Business Lunch

Today, my business partner and I went to lunch with a prospective client at a Chinese restaurant. I love Chinese food, but it is full of carbs and foods that I’m no longer willing to incorporate into my diet, so this presented a challenge. Rather than calling attention to my dietary needs in the face of a prospective client who moments before told us that he loved Chinese food, I rolled with it.

I decided to have the Mongolian Beef as it had beef, onions, shallots, green onion, and a “brown sauce.” The brown sauce likely had sugar and starch in it, but I figured it was the least bad food there for me. I didn’t touch the rice or the fortune cookie (THAT WAS HARD!) so I wasn’t as bad as I could have been, but the point is this: sometimes you can’t avoid having to eat foods that are not 100% compliant with your eating plan. Sometimes,  you just have to eat what is put in front of you. If at all possible, you can minimize the impact by either eating less of it or selecting parts of the meal that are compliant or close to being compliant, but all of these can be done on the sly and without calling attention to your dietary needs.

At one point, the prospective client asked why I didn’t order the lunch plate which included rice, egg roll, soup, and the main course to which I replied that I only wanted the main course. That satisfied his curiosity without going into why I’m eating what I eat. I have found that most people really don’t care about my dietary needs or don’t want to hear about my weight loss, etc. It’s easier to just say,  “I prefer this over that.”

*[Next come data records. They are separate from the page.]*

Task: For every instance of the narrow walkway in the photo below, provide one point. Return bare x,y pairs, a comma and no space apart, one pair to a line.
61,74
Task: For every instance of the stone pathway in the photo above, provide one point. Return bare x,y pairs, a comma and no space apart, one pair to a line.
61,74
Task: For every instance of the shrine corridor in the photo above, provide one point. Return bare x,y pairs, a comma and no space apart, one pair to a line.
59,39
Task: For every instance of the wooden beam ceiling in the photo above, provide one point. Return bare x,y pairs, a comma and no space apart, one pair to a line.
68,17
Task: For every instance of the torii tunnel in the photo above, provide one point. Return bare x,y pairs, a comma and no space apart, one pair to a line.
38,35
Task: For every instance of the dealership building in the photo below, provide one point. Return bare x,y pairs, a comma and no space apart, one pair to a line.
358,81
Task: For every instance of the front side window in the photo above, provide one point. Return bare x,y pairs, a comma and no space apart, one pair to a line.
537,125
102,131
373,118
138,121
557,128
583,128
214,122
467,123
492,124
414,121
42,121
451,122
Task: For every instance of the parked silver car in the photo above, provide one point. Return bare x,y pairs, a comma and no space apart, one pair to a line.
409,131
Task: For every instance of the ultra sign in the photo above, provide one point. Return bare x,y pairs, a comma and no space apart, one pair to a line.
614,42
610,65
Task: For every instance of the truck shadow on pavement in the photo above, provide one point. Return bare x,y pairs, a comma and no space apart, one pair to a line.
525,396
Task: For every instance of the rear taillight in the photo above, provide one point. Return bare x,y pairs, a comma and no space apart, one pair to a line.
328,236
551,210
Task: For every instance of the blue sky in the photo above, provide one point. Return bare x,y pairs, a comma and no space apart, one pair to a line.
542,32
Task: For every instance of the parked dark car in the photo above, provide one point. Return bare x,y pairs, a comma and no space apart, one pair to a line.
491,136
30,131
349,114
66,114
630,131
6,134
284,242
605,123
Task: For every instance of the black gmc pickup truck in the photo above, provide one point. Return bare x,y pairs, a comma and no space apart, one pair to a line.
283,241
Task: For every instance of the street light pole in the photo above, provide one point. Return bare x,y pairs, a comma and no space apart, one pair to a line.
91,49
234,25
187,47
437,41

It’s easy to be scared of social situations at which food is the center of attention, but by sticking to some simple answers, navigating these events can be far less stressful than we build them up to be with the bonus of not destroying your progress or your willpower to stick with it.

One thought on “Business Lunch

  1. Reblogged this on Our Daily Bacon and commented:
    This is a great post from E.J. yesterday talking about how to deal with social situations where food options may be limited. I think in the grand scheme of things it’s about being mindful of your choices, and doing the best you can do under a given situation.